3. Bing Ads is investing money into its success and they’re working on some awesome product offerings for your 2016 campaigns!Some of the ones we’re most excited about include:
- Remarketing/RLSA – finally launched in Oct 2015 and offers many of the same great features you’ve come to know and love on Google.
- Bing Shopping Campaigns – a new and optimal way to manage your Product Ads, fully transitioning by the end of March 2016.
- Yahoo! Gemini – advanced mobile advertising opportunities and Native ads capabilities.

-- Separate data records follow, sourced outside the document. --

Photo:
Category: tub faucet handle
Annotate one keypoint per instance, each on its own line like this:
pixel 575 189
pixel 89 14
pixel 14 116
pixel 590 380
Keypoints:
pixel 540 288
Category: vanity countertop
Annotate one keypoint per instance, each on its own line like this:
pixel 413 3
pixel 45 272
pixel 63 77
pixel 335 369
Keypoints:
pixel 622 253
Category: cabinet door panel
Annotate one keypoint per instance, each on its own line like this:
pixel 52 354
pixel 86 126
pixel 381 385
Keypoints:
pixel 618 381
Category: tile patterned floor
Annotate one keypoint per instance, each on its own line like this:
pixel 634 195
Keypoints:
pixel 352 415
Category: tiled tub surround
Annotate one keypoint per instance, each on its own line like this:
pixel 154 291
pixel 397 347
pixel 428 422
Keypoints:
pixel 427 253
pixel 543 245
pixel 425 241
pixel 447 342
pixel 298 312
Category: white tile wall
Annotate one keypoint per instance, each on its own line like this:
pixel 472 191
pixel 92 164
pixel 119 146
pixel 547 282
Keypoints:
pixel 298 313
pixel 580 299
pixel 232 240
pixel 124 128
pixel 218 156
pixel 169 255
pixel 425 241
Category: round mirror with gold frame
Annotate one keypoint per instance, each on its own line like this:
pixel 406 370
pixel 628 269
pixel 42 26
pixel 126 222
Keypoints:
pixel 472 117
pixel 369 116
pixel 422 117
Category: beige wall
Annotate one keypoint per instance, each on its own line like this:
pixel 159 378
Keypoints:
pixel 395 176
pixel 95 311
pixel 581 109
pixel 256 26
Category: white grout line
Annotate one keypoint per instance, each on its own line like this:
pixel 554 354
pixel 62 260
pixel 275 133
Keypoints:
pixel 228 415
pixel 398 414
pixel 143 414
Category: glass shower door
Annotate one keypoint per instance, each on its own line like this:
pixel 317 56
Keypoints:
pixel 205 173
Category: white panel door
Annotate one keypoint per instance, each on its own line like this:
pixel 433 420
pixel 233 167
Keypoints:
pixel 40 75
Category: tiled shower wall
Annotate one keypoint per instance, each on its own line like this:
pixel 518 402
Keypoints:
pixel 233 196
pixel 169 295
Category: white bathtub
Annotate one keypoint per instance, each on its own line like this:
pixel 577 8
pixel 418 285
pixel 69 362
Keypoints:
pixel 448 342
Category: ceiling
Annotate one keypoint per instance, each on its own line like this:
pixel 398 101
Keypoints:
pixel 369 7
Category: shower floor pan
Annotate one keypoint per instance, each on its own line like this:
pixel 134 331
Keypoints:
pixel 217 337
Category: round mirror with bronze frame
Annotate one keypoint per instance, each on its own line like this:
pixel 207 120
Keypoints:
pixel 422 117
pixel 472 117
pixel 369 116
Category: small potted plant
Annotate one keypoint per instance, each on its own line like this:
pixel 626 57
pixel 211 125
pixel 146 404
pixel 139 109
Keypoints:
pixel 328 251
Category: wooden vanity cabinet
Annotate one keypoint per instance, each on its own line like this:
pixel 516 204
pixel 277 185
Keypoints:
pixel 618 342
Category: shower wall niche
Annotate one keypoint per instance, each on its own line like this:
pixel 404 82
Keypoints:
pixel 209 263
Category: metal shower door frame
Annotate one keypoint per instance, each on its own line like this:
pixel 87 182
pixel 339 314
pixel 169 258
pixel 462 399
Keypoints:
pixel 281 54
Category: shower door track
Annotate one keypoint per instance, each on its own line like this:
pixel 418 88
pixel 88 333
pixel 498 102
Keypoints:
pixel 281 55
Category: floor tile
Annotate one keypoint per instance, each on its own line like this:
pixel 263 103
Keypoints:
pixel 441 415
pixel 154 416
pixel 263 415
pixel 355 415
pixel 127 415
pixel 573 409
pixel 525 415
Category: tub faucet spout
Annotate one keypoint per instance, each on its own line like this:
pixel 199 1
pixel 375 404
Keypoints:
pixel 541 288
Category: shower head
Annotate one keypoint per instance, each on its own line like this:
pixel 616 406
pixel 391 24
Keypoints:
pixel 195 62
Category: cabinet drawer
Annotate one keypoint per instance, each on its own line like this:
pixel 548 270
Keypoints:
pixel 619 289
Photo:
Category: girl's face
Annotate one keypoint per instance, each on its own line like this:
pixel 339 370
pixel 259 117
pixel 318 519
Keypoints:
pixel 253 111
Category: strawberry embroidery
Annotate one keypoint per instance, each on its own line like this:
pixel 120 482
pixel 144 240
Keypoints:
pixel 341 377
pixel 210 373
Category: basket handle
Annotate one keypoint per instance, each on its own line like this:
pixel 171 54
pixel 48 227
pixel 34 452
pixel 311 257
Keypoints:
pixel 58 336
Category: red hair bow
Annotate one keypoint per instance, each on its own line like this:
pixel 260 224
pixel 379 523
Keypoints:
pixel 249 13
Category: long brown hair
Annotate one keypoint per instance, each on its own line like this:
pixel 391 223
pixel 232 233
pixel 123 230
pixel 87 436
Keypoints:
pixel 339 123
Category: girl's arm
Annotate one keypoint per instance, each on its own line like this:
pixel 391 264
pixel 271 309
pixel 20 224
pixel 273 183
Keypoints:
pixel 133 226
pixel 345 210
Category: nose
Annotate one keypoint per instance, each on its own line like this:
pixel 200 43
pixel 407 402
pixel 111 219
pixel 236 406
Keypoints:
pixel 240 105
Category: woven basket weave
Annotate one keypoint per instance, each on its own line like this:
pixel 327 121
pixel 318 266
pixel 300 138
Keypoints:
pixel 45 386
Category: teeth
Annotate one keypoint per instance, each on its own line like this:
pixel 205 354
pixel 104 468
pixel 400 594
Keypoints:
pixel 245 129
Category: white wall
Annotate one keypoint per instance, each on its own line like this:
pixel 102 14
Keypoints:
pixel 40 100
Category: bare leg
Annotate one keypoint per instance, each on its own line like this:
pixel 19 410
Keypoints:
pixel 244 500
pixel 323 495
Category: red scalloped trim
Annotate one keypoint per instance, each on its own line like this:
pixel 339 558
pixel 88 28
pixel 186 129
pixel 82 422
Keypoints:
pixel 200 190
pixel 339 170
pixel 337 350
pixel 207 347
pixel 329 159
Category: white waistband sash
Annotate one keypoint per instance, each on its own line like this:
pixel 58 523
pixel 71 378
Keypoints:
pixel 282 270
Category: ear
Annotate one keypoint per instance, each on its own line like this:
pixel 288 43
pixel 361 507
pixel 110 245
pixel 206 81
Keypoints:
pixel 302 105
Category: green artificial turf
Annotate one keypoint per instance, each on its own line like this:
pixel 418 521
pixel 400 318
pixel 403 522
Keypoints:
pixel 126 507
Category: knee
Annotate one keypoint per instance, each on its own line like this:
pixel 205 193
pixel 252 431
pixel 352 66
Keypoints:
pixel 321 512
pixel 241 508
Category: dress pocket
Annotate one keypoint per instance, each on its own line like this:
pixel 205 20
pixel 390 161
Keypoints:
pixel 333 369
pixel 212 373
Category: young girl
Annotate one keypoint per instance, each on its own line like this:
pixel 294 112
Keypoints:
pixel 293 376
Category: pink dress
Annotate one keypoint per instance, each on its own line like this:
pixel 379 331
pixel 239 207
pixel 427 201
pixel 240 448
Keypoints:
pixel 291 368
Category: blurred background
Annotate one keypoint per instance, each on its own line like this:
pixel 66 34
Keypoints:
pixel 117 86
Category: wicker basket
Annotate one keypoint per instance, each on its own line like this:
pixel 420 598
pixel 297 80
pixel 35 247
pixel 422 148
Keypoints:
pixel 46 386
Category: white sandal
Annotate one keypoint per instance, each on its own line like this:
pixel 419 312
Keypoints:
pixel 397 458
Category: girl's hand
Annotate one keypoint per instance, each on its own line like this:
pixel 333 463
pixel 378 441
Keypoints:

- Image Ad Extensions – remember when Google gifted these to us in the form of a beta and then ripped them away? Well, they are back…. on Bing Ads!
Ready to get started on Bing?
Check out some of our favorite resources and tips below before you dive in:
- Don’t reinvent the wheel – if you already have Google campaigns built start by easily importing them to Bing Ads. Optimize for Bing performance (max CPCs, budget, etc) as you collect data over time
- You can also utilize the recently launched (Fall 2015) Bing Keyword Planner for additional insights and projections
- Don’t forget to download Bing Ads Editor to make your life easier!
- Bing Shopping Step by Step Instructions (keep in mind steps vary slightly given the new Shopping changes coming this spring)
- Look for free credits to get started! Bing is usually pretty generous – at the time of this post they were giving away $100 – check here: bit.ly/1M2NhFs
- Look out for webinars about how to utilize Bing’s newest technology updates.